Bungling robbers Karl Axtell and Carl Hemmings, both 22, were drunk when they thought up their plan to get free pizza from Domino’s by robbing a delivery boy on March 20.

But after giving the correct address in Hailey Road, Witney, their crime was easily traced.

Fuelled by alcohol, they decided to use tea towels to mask their faces and lie in wait outside the property for their food to arrive.

Oxford Crown Court heard on Friday that Axtell, of Hailey Road, threatened Domino’s employee Radoslaw Szewczyk with a hammer, while Hemming, of Windrush Valley Road, Witney, and another man, who was not charged, stood alongside.

Jonathan Stone, prosecuting, said: “When Mr Szewczyk got to the address, he parked outside and a little further up the road he could see three young men sat opposite the shop drinking beer.”

The three surrounded him, and one shouted, “Give me your money, or we will take you,” Mr Stone said.

Mr Stone said Axtell had waved the hammer, but Mark Dixon, defending, said it was merely tucked into his client’s belt, although visible.

Frightened, Mr Szewczyk threw the pizzas at the trio and ran away.

In a statement read out in court, Mr Szewczyk said: “I heard one of them shout, ‘Leave him, I’ve got the pizzas’.”

Mr Dixon said the plan had been hatched while the defendants were drunk.

“I cannot think of a more ridiculous way to become involved in an offence of this nature,” he said.

“It would not be in dispute that if they had not been in drink to this extent, this ridiculous situation would not have occurred.”

He said Axtell had been so drunk that he had not eaten any of the pizza, but gone straight to bed.

He added: “What started out as an ill-conceived idea got progressively worse.”

Members of the defendants’ families burst into tears as Judge Patrick Eccles sentenced Axtell, who has convictions for burglary, theft and assault, to 28 months in prison, and Hemmings to 20 months.

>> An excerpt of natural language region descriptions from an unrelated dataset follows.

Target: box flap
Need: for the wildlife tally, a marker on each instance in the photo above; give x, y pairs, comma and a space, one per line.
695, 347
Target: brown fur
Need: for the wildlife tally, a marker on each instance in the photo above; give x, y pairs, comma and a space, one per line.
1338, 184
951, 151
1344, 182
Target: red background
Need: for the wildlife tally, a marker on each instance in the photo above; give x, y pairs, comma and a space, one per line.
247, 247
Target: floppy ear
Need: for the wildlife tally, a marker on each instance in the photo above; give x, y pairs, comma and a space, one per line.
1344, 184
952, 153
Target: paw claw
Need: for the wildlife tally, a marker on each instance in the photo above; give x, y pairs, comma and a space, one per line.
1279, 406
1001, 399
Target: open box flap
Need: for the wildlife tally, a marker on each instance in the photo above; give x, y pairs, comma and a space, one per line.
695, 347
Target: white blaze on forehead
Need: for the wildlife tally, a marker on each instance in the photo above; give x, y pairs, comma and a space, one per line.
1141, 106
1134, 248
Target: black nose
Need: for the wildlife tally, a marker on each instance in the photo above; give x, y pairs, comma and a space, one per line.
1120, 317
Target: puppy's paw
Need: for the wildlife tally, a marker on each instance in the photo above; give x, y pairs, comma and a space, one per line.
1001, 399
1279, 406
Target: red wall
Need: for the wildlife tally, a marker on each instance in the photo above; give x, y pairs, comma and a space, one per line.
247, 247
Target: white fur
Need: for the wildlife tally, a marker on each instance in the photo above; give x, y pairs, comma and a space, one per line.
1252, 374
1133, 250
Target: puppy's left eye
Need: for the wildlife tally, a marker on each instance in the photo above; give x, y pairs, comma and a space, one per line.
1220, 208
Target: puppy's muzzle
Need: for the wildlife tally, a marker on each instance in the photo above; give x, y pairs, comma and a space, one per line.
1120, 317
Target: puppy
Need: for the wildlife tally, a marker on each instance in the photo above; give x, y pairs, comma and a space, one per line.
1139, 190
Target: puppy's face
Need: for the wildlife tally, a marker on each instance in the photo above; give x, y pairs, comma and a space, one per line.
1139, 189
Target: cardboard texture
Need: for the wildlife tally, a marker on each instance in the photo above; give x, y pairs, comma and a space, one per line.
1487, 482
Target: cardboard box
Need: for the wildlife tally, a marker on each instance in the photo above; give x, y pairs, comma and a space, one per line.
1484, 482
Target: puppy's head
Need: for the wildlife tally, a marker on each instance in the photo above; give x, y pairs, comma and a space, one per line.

The two men will spend at least half their sentence in custody. Both had earlier pleaded guilty to robbery.

Judge Eccles said their crime had left their victim “extremely frightened”.

He said: “He was in all circumstances put in a vulnerable position being out at night on his own.

“He was only doing his job, with no idea what was going to face him when he came to deliver the pizza.”